In Ohio, bipartisan bills have been introduced in the House and Senate to do the same. Any state law can only regulate health plans obtained through non-self-insured (small) employers or public marketplace plans. The proposals, according to Ciaccia, are a bandage that don’t necessarily fix the market’s underlying problems, though he supports them for providing quick relief to patients at the pharmacy counter.

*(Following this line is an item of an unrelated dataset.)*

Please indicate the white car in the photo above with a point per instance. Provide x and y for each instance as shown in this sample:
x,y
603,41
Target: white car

Nineteen states as politically diverse as Kentucky, Colorado, West Virginia, Oregon, Alabama and Maine have implemented such caps in the past few years, according to a count from the National Conference of State Legislatures. In Ohio, neither bill has gained much traction, let alone been put to a vote. Rep. Beth Liston, D-Dublin, a physician and lead sponsor of the bill during the current and previous general assemblies, said passage is unlikely.
“I don’t know that it will get through the General Assembly this year, but I’ll do it next year too,” Liston said. “Ohio is getting surrounded by [states adopting price caps].”
Sixty-eight lobbyists have registered to work on the price cap issue in Ohio on behalf of individual insurers, a trade group for insurers, Sanofi itself, other drug manufacturers, a pharmaceutical manufacturers trade group, hospitals, managed care companies, the AARP, and the American Diabetes Association.